Nigel Farage has insisted he is the victim of an “establishment hit job” after it emerged he accepted money from a convicted felon, George Cottrell, who was formerly jailed for wire fraud in the US. The revelation comes as the parliamentary standards commissioner investigates whether the Reform UK leader broke rules over an undisclosed £5m gift from the British-Thai crypto billionaire Christopher Harborne.
Farage has always said the Harborne money was for personal use and denied breaking any rules because he was not active in politics at the time. But the Cottrell cash, allegedly spent in part on staff to beef up Farage’s social media, complicates that defence. MPs are obliged to declare significant benefits of a non-personal nature for a year prior to getting elected.
“Nigel Farage faces investigations over £5m from a crypto billionaire and cash from a convicted felon.”
The twin scandals have set Westminster abuzz with speculation over Farage’s future. The Guardian columnist Gaby Hinsliff described the situation as “a watershed moment in British politics”, arguing that without Farage, Reform UK’s millions of voters would not melt away but the anti‑establishment rage he has channelled “seems unlikely to take the same electorally coherent shape”.
At 62, Farage has never groomed a successor, having run his political ventures as personal fiefdoms. Hinsliff noted that if he were forced out or chose to leave, the anger he has expertly orchestrated would find another outlet, but Reform would lose its dominant figure.
The standards commissioner has yet to rule on whether Farage should have declared the £5m from Harborne, whose identity was revealed by the Guardian. Critics question whether Farage simply has rich friends or whether something seedier has been going on. Farage himself has painted the investigations as a coordinated attack.
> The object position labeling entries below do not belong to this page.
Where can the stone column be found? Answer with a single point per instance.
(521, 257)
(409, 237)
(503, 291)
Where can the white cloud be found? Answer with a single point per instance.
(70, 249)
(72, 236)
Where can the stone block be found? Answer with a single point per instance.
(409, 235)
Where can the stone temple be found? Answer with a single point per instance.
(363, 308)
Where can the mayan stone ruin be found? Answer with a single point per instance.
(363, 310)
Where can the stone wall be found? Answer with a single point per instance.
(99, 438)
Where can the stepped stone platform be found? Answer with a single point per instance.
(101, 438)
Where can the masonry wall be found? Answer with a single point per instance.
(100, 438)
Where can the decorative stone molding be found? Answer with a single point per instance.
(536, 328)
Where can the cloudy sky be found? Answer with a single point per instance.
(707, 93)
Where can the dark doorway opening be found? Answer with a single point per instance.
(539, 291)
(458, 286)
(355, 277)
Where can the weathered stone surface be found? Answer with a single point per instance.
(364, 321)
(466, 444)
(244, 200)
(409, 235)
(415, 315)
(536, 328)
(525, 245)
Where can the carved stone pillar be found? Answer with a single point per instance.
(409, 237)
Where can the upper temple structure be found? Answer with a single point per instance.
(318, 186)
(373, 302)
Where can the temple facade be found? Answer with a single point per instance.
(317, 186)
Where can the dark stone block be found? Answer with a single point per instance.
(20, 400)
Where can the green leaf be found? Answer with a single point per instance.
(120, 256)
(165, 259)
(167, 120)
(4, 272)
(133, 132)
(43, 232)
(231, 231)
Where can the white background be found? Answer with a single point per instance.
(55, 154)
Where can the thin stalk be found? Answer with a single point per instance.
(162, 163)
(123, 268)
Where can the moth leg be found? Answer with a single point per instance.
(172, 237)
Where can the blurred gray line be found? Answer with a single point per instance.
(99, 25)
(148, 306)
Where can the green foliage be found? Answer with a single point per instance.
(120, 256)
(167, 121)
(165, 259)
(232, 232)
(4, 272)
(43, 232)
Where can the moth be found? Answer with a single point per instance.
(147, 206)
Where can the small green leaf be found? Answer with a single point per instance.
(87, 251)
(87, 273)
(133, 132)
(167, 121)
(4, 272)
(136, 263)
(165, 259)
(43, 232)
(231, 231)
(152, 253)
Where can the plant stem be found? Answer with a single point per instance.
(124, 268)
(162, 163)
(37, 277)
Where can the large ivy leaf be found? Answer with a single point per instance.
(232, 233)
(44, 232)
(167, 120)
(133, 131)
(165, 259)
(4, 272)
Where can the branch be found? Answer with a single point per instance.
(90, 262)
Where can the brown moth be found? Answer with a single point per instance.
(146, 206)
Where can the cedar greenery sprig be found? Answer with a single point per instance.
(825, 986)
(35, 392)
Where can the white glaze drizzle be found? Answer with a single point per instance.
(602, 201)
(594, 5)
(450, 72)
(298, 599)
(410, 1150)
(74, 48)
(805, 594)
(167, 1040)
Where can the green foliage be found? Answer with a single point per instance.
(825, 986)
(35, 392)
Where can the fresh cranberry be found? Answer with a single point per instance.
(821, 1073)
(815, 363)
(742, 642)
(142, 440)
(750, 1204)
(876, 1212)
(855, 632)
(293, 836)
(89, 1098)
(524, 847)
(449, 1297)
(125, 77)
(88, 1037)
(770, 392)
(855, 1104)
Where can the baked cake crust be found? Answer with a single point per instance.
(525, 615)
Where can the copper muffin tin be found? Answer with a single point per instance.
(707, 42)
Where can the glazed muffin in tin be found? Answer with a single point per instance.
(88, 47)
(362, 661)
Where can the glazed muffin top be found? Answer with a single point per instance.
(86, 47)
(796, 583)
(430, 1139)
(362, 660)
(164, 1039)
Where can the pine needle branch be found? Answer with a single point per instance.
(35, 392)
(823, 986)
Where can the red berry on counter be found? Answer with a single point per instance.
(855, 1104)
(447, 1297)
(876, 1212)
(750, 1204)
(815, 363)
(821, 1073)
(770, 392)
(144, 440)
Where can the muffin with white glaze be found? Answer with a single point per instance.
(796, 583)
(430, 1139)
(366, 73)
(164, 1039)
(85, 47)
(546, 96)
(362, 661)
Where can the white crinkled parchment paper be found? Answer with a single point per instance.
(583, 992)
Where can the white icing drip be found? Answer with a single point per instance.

Labour, meanwhile, cannot afford complacency, Hinsliff argued, as the public still needs something worth voting for. The upheaval could give the Greater Manchester mayor, Andy Burnham, a head start – but the biggest pitfall would be taking Reform voters for granted.
For now, all eyes are on the commissioner’s ruling, which may shed light on whether the funding was legitimate or whether Farage crossed a line. What remains clear is that no politician is greater than their party – except, perhaps, the one man at Westminster to whom that convention rarely applies.